We recommend setting up your jobs to support groups of 40-50 stream / wildcard paths. For example, you have 75 unique wildcard paths to process, we recommend creating 2 Databricks jobs for DeltaOMS ingestion. The sample notebook provides examples of how to automatically create jobs based on your input sources.

Q. What is the process flow for adding new input sources for DeltaOMS tracking ? Assuming you already have DeltaOMS running on your environment,new input sources can be added by:

  • Adding the new sources to the sourceconfig table. Example usage in Developer Guide
  • Running the path configuration component, com.databricks.labs.deltaoms.init.ConfigurePaths
  • If running as an always running streaming job, restart the DeltaOMS streaming job(s)
  • If running as a scheduled job, new sources will be automatically picked up during subsequent runs

Q. (Advanced) Is there an option to add all Delta tables under a path using wildcard expressions to be tracked by DeltaOMS ?

You could use a special wildcard expression [PATH/**] to the sourceconfig table and add all Delta tables under a path for DeltaOMS tracking.

An example syntax to add such a path is :

INSERT INTO <omsDBName>.sourceconfig VALUES('dbfs:/user/warehouse/**',false, Map('wildCardLevel','0'))

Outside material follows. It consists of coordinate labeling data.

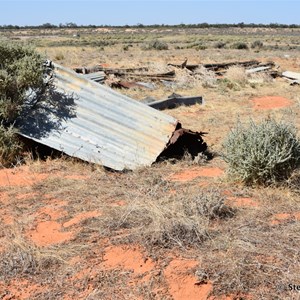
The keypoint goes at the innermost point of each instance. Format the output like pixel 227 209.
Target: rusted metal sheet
pixel 291 75
pixel 96 124
pixel 97 76
pixel 174 101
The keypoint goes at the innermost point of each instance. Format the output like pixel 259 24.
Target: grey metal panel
pixel 96 124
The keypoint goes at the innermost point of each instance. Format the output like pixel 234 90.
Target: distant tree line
pixel 139 25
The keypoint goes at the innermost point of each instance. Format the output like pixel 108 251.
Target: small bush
pixel 21 70
pixel 240 46
pixel 219 45
pixel 237 74
pixel 257 45
pixel 156 45
pixel 263 153
pixel 168 222
pixel 59 56
pixel 21 77
pixel 10 146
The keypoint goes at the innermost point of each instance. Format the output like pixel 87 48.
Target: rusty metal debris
pixel 173 101
pixel 251 66
pixel 292 77
pixel 184 141
pixel 95 123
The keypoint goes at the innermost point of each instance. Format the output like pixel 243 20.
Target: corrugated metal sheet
pixel 96 124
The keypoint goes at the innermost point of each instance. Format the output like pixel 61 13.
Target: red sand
pixel 284 217
pixel 187 175
pixel 182 284
pixel 128 258
pixel 81 217
pixel 49 233
pixel 19 289
pixel 241 202
pixel 19 177
pixel 271 102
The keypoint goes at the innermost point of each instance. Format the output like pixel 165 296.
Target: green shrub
pixel 240 46
pixel 21 75
pixel 156 45
pixel 21 70
pixel 257 45
pixel 220 45
pixel 10 146
pixel 263 153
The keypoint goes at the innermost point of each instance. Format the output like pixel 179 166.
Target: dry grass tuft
pixel 237 74
pixel 165 220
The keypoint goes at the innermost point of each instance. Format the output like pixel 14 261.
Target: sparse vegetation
pixel 21 77
pixel 240 46
pixel 166 221
pixel 156 45
pixel 262 153
pixel 257 45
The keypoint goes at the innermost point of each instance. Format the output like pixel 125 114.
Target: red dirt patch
pixel 271 102
pixel 4 198
pixel 241 202
pixel 127 258
pixel 193 173
pixel 76 177
pixel 284 217
pixel 19 289
pixel 48 233
pixel 26 196
pixel 6 218
pixel 19 177
pixel 183 285
pixel 119 203
pixel 51 212
pixel 83 216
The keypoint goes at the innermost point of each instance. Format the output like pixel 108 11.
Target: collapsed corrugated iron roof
pixel 96 124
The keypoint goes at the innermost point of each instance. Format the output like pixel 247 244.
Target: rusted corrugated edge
pixel 96 124
pixel 176 101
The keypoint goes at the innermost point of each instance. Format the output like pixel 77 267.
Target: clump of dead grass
pixel 206 77
pixel 22 258
pixel 237 74
pixel 183 219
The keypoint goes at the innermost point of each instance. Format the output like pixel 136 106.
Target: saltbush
pixel 262 153
pixel 156 45
pixel 21 75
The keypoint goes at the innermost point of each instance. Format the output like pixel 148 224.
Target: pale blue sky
pixel 122 12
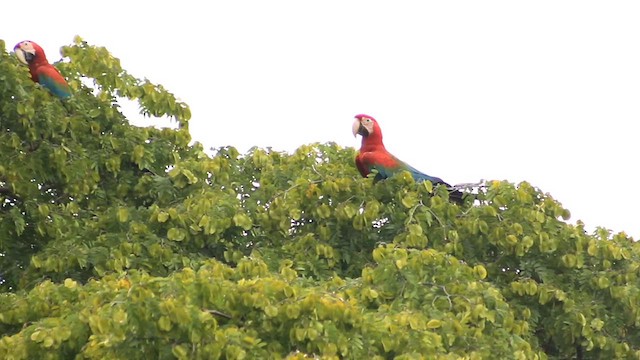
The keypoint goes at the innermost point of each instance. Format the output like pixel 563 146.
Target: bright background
pixel 544 91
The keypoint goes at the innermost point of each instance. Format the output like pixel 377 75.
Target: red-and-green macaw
pixel 373 155
pixel 31 54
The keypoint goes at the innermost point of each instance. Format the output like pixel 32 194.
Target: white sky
pixel 544 91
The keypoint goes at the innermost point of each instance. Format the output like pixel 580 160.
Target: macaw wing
pixel 420 176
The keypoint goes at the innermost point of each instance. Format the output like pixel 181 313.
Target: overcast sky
pixel 544 91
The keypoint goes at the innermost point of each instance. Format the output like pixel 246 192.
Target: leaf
pixel 175 234
pixel 123 214
pixel 434 324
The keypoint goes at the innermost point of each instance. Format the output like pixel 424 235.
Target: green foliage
pixel 125 242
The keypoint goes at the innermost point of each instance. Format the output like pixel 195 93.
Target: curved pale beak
pixel 355 128
pixel 24 56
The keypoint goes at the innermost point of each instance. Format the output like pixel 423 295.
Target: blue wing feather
pixel 59 90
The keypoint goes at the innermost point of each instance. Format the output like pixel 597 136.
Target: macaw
pixel 373 155
pixel 31 54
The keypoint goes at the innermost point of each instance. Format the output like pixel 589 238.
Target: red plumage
pixel 41 71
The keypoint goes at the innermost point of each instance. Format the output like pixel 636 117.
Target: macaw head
pixel 364 125
pixel 28 52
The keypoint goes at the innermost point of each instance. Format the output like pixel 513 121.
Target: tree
pixel 118 241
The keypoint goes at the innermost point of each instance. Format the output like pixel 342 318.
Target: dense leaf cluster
pixel 124 242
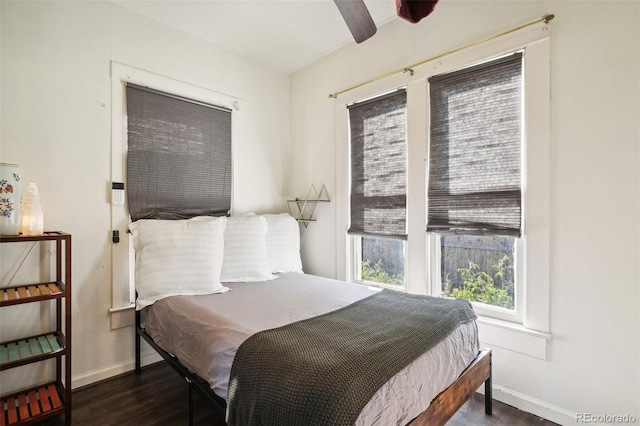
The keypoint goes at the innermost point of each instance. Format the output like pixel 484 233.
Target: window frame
pixel 355 238
pixel 530 336
pixel 122 260
pixel 434 238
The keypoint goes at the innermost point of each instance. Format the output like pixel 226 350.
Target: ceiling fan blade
pixel 358 18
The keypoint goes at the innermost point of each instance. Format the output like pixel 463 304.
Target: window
pixel 124 78
pixel 179 156
pixel 378 188
pixel 474 184
pixel 524 274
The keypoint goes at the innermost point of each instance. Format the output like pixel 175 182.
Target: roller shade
pixel 378 129
pixel 178 158
pixel 475 149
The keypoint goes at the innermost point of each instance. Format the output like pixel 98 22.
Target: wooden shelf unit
pixel 50 399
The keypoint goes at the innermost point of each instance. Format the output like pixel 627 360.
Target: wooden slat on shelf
pixel 44 400
pixel 22 291
pixel 42 346
pixel 23 408
pixel 19 294
pixel 31 405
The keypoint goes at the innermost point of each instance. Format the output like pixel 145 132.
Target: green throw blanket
pixel 324 370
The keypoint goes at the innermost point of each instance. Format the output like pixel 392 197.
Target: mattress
pixel 204 332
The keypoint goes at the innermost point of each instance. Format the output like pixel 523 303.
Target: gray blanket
pixel 324 370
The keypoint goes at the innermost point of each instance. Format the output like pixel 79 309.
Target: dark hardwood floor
pixel 158 396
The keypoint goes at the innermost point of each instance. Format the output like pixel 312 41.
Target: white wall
pixel 56 124
pixel 592 363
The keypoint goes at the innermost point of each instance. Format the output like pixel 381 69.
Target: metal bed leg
pixel 488 398
pixel 137 342
pixel 191 403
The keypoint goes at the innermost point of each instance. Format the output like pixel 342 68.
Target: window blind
pixel 378 200
pixel 475 149
pixel 178 158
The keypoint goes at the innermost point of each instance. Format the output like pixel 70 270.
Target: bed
pixel 200 334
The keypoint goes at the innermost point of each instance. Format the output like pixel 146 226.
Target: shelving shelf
pixel 33 405
pixel 53 398
pixel 31 349
pixel 31 293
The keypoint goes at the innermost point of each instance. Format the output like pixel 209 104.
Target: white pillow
pixel 245 250
pixel 177 257
pixel 283 243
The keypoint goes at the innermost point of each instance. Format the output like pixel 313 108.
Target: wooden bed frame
pixel 441 409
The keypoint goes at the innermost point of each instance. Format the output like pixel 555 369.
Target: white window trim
pixel 122 256
pixel 531 336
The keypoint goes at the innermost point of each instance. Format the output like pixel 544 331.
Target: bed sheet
pixel 204 332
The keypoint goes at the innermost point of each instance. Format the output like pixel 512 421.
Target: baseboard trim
pixel 532 405
pixel 85 379
pixel 500 393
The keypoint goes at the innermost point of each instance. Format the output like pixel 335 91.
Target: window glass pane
pixel 478 269
pixel 382 261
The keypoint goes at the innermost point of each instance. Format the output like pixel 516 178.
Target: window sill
pixel 514 337
pixel 123 316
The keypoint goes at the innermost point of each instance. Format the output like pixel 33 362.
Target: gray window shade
pixel 378 166
pixel 475 149
pixel 179 156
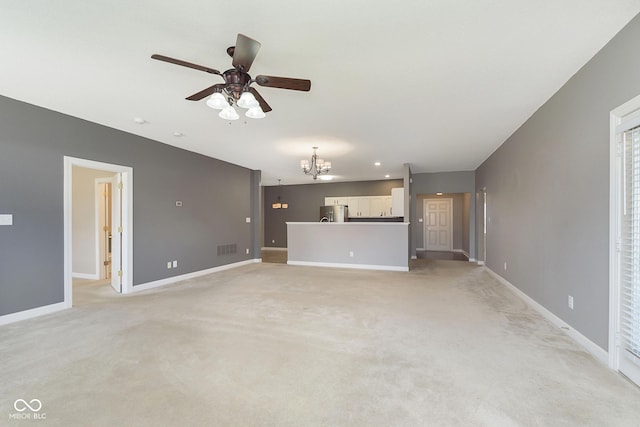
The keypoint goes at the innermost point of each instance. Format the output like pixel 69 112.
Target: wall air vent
pixel 227 249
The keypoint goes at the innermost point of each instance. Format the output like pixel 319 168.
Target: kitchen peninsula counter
pixel 364 245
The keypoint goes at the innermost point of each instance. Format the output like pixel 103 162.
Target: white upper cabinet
pixel 359 206
pixel 331 201
pixel 380 206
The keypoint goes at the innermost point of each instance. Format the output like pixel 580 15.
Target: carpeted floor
pixel 279 345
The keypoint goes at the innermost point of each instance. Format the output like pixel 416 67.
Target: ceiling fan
pixel 237 81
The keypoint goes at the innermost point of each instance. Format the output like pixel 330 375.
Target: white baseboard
pixel 355 266
pixel 85 276
pixel 34 312
pixel 594 349
pixel 174 279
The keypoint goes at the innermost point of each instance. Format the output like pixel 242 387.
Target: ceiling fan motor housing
pixel 236 82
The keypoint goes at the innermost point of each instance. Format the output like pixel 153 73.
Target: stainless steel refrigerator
pixel 335 213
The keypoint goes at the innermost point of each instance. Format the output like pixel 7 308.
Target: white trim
pixel 34 312
pixel 616 119
pixel 192 275
pixel 85 276
pixel 595 350
pixel 127 219
pixel 355 266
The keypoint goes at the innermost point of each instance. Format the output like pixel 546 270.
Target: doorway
pixel 438 224
pixel 482 256
pixel 120 238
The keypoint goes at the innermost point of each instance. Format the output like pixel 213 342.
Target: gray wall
pixel 305 200
pixel 441 182
pixel 216 200
pixel 548 191
pixel 376 245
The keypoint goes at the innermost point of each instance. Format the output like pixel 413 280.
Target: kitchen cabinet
pixel 380 206
pixel 331 201
pixel 366 206
pixel 359 206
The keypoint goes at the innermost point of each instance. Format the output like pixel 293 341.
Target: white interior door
pixel 438 227
pixel 116 234
pixel 104 200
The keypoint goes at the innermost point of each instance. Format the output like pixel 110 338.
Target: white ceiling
pixel 437 84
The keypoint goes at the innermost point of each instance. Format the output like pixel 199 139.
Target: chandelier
pixel 316 166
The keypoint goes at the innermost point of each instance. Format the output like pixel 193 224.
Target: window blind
pixel 630 244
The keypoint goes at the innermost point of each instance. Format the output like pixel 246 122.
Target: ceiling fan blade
pixel 284 83
pixel 184 63
pixel 263 104
pixel 245 52
pixel 206 92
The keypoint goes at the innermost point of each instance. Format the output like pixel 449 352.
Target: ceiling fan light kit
pixel 316 166
pixel 236 88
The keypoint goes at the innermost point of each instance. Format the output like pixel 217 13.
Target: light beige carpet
pixel 278 345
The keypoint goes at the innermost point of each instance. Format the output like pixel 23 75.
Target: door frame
pixel 424 225
pixel 127 221
pixel 100 248
pixel 617 117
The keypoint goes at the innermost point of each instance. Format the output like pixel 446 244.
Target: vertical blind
pixel 630 244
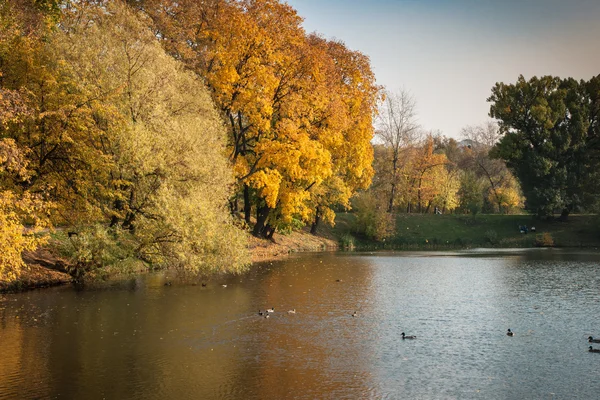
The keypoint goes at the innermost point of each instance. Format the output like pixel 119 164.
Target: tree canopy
pixel 550 139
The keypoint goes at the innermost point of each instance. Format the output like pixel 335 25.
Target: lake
pixel 140 339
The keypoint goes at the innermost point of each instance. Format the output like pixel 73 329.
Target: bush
pixel 491 236
pixel 347 241
pixel 96 249
pixel 544 240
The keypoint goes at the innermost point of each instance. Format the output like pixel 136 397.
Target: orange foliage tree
pixel 298 107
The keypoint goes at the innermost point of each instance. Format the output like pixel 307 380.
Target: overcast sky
pixel 449 53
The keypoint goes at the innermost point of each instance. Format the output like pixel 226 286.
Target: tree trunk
pixel 315 224
pixel 393 191
pixel 247 204
pixel 564 215
pixel 261 228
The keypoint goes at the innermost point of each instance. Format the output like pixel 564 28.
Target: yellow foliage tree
pixel 170 177
pixel 296 106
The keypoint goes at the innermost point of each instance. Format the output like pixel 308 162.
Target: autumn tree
pixel 423 182
pixel 168 175
pixel 23 211
pixel 296 106
pixel 398 130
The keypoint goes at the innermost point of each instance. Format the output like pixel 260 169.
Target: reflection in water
pixel 140 339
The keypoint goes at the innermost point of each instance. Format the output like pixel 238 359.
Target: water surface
pixel 139 339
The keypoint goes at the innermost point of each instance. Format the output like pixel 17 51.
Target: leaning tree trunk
pixel 247 204
pixel 261 228
pixel 564 215
pixel 315 224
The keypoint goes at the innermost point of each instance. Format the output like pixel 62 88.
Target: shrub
pixel 544 240
pixel 491 236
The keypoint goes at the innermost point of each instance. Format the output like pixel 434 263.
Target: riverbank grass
pixel 428 231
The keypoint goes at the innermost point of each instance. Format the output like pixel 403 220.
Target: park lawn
pixel 429 231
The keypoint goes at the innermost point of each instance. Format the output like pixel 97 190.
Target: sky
pixel 449 53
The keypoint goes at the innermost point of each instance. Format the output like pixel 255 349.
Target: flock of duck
pixel 509 332
pixel 267 313
pixel 590 340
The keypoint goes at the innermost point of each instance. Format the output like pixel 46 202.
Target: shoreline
pixel 43 269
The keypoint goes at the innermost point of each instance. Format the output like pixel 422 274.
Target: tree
pixel 397 130
pixel 168 175
pixel 426 171
pixel 470 193
pixel 502 187
pixel 297 107
pixel 548 124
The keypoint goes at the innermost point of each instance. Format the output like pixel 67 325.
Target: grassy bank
pixel 430 232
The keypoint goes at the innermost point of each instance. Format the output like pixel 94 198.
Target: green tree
pixel 169 176
pixel 548 125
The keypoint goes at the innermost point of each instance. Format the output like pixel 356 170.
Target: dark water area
pixel 139 339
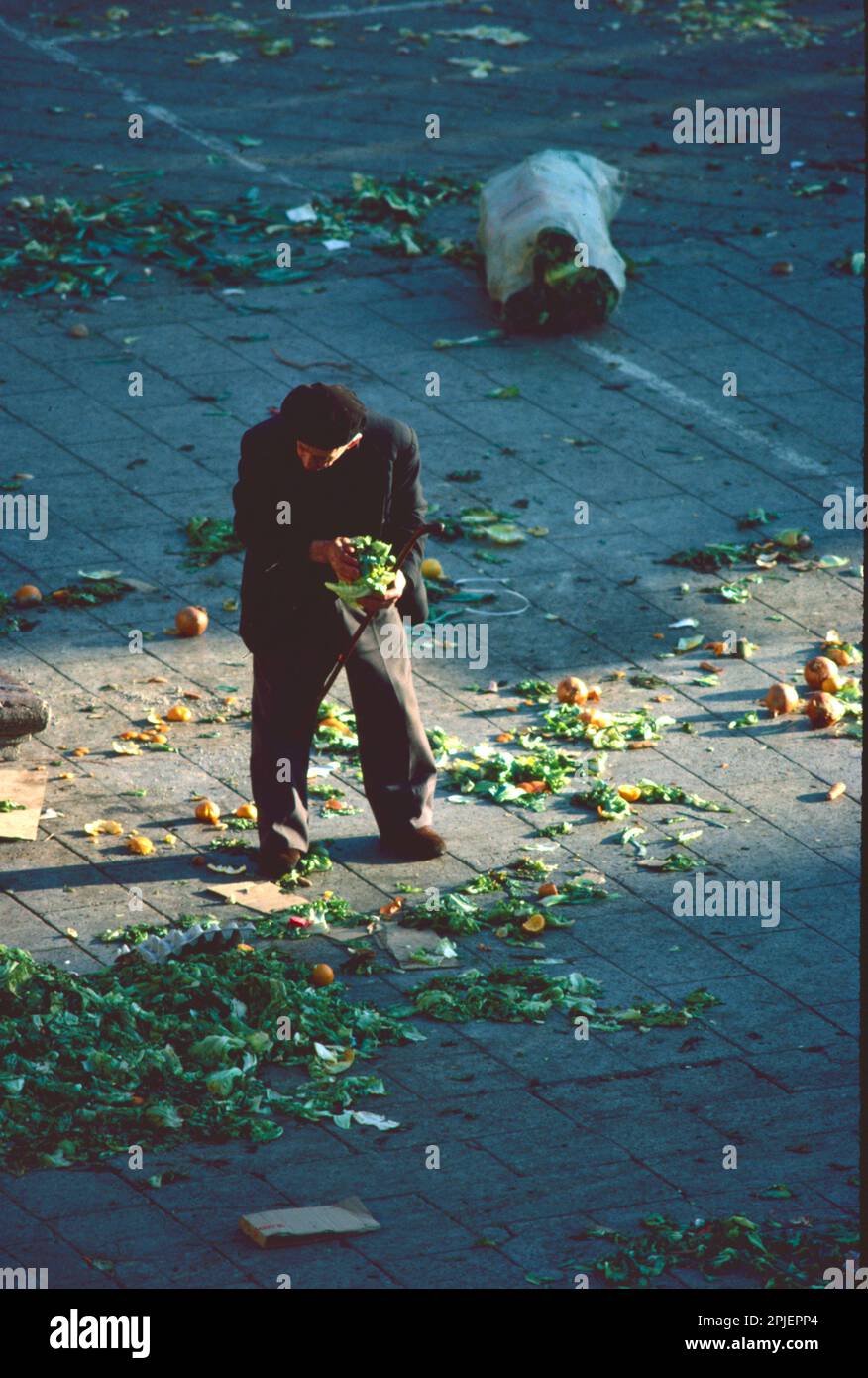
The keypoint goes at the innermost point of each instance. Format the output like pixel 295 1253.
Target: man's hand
pixel 375 603
pixel 339 554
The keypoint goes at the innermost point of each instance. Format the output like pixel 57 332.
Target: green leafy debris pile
pixel 515 995
pixel 377 566
pixel 484 523
pixel 726 20
pixel 613 734
pixel 512 779
pixel 336 731
pixel 95 592
pixel 772 1255
pixel 210 537
pixel 787 547
pixel 159 1055
pixel 561 296
pixel 609 804
pixel 72 246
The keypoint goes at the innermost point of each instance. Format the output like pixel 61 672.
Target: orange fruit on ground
pixel 821 673
pixel 334 723
pixel 572 691
pixel 535 923
pixel 782 699
pixel 179 713
pixel 28 596
pixel 822 710
pixel 190 622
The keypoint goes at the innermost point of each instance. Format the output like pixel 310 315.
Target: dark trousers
pixel 395 756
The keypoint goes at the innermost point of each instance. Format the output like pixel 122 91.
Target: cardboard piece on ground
pixel 279 1226
pixel 402 943
pixel 262 896
pixel 25 787
pixel 334 935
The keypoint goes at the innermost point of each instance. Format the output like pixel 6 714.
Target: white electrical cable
pixel 487 586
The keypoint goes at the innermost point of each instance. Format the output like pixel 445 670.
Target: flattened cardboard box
pixel 278 1226
pixel 24 785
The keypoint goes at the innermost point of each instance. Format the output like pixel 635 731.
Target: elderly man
pixel 311 480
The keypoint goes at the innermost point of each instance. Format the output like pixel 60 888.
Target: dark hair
pixel 324 415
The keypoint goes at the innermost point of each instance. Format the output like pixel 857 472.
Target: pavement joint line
pixel 342 13
pixel 158 112
pixel 783 454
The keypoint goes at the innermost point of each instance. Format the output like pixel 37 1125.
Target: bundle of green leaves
pixel 508 779
pixel 377 566
pixel 769 1255
pixel 175 1052
pixel 561 296
pixel 210 537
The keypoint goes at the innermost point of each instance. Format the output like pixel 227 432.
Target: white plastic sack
pixel 560 189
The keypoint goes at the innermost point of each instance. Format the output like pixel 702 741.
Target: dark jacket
pixel 374 490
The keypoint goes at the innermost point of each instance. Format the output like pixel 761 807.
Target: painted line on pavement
pixel 783 454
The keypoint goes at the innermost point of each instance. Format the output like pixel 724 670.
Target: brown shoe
pixel 277 862
pixel 413 844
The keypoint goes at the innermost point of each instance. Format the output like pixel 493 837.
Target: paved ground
pixel 539 1136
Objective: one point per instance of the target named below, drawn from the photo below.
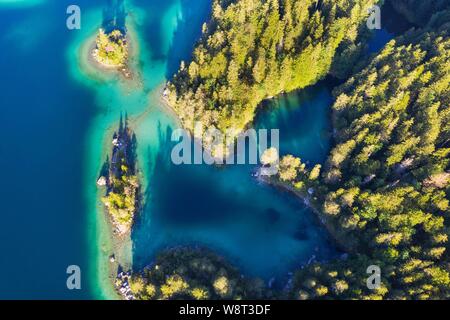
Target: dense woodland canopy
(419, 11)
(255, 49)
(384, 191)
(386, 186)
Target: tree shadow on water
(187, 33)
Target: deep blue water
(46, 116)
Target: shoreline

DeltaOMS will discover all delta tables under the path 'dbfs:/user/warehouse/ and add it to the internal pathconfig table for tracking.

Q. (Advanced) How do I add arbitrary wildcard paths to be tracked by DeltaOMS ?

We recommend using the sourceconfig configuration table to set up input source tracking for DeltaOMS (Refer to Developer Guide

There could be instances where some special wildcard path (which does not fall under the wildCardLevel provided by DeltaOMS) needs to be tracked by DeltaOMS. These random wildcards can be configured directly on the pathconfig configuration table.

Example: Say, you need to configure paths like dbfs:/databricks-datasets/*/*/*/*/*/_delta_log/*.json,dbfs:/databricks-datasets/*/*/*/*/_delta_log/*.json and dbfs:/databricks-datasets/*/*/_delta_log/*.json. You could directly add them to the pathconfig table using the SQL statements

spark.sql(s"""INSERT INTO <omsDBName>.pathconfig VALUES (
  'dbfs:/databricks-datasets/4/',
  substring(sha1('dbfs:/databricks-datasets/4/'), 0, 7), 
 'dbfs:/databricks-datasets/*/*/*/*/*/_delta_log/*.json', 
 substring(sha1('dbfs:/databricks-datasets/*/*/*/*/*/_delta_log/*.json'), 0, 7), 
 Map('wildCardLevel','1'),false,'databricks-datasets-4',0,false,'2021-07-23T19:06:04.933+0000')
 """)

Once these are added , the operational metrics from tables under these wildcard location can be captured and processed using the regular OMS jobs.